Yanar Alkayat (@yanarfitness), competitive lifter

‘Fit to me means having a body that’s going to withstand whatever life throws at you, whether it’s having to run for a bus or lift a heavy suitcase.

‘I’ve always been into sports, but my reasons for doing it have changed. In my 20s, I worked out to stay slim. In my early 30s, I ran marathons because I wanted the challenge. But suddenly I could see 40 approaching and I realised I needed to future-proof my health. I’d always been fit, but I’d never been strong.

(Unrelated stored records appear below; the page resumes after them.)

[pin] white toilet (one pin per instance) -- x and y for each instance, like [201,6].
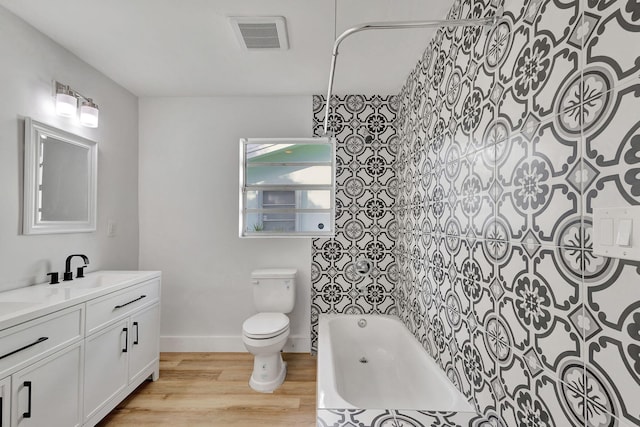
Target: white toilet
[265,334]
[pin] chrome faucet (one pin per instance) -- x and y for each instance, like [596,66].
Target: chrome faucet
[67,270]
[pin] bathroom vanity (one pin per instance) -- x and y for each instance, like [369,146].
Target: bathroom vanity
[70,352]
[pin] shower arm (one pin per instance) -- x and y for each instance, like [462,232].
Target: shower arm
[396,25]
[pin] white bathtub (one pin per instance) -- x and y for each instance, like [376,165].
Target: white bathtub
[379,366]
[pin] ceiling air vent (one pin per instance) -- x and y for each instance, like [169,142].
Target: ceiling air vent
[260,32]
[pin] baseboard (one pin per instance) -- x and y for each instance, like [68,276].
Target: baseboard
[295,344]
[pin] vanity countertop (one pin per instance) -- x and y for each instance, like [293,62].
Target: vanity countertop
[22,304]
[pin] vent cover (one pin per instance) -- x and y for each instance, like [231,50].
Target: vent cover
[260,32]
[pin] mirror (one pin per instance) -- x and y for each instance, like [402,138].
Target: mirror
[287,187]
[60,181]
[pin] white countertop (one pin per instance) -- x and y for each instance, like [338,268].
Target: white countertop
[23,304]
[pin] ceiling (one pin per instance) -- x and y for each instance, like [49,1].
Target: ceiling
[188,48]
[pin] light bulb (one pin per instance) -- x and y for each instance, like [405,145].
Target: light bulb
[89,114]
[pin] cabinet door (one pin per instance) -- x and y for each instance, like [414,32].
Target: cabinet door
[48,392]
[5,402]
[144,340]
[105,362]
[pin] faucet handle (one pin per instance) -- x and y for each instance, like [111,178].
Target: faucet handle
[80,272]
[54,278]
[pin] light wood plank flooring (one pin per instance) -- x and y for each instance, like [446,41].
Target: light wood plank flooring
[212,389]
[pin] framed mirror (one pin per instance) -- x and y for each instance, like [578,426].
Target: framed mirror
[287,187]
[60,181]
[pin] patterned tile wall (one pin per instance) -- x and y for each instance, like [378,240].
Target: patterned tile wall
[366,186]
[508,139]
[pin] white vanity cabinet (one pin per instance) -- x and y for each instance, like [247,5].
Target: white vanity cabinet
[121,348]
[48,392]
[5,402]
[68,359]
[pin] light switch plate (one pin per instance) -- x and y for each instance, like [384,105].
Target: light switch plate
[610,227]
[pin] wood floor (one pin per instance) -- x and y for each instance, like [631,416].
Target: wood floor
[212,389]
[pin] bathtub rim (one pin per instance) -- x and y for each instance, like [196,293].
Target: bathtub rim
[327,381]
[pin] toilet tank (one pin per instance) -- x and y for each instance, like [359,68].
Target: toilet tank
[274,289]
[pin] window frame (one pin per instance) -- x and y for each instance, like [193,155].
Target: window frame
[244,231]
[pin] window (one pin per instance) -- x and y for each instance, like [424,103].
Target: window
[287,187]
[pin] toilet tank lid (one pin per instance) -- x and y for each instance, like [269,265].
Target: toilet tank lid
[274,273]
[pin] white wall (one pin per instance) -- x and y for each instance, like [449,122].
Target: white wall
[30,61]
[189,169]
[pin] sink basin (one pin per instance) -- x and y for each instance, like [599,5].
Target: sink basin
[10,307]
[101,279]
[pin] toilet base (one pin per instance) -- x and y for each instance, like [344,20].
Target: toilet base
[268,373]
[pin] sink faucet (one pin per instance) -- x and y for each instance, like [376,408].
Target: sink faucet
[67,270]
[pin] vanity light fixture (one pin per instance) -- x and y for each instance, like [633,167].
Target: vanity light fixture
[67,104]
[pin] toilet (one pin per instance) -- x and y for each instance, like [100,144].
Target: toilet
[264,334]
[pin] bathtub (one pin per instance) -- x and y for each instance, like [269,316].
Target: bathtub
[373,362]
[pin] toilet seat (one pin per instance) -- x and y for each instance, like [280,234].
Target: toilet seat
[265,325]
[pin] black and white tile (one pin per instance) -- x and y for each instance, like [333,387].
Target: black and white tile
[366,225]
[505,147]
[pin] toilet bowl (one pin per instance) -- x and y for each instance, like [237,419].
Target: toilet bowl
[264,335]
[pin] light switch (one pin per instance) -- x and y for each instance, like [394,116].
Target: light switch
[614,234]
[606,231]
[623,237]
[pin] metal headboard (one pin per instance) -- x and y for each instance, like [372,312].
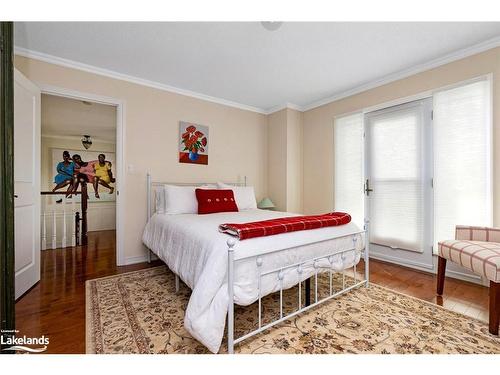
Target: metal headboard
[151,184]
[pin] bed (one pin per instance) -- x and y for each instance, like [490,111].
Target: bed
[222,271]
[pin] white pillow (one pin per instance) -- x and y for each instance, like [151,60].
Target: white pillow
[244,196]
[182,199]
[160,199]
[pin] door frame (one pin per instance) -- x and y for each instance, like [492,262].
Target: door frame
[7,243]
[412,260]
[120,155]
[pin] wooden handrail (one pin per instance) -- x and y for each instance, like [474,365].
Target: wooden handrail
[83,205]
[58,193]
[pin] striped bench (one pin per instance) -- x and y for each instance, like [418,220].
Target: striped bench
[478,250]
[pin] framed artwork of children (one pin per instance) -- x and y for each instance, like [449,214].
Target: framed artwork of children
[95,167]
[193,143]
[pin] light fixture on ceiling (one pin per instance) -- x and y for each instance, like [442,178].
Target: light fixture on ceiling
[86,141]
[271,26]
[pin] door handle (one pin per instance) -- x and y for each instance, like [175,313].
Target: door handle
[367,187]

‘I started CrossFit classes at the Royal Docks Fitness in London. I remember the first time I walked in, seeing the grit, the sweat, and men and women of all shapes, sizes and backgrounds smashing their workouts. It was so inspiring.

Ian Harrison

‘After a few years, I began one-to-one coaching for the olympic lifts, and within six months, I was doing my first lifting competition. It took a while to adjust. My coach would say: “You’re looking strong,” and I’d think, “That means I’m looking big.” I just had to get over it. I was building muscle, which is what I wanted. I feel really comfortable in my body now. I’m toned and strong. Before, I’d always worked out purely for aesthetics, and you’re never going to be happy if that’s your only focus. I used to cover up my legs and arms when I worked out – now I wear as little as possible!

‘As soon as fitness became about performance and achievements instead of aesthetics, it was incredibly liberating. I encourage everyone to work out with purpose, because that’s when you feel free.’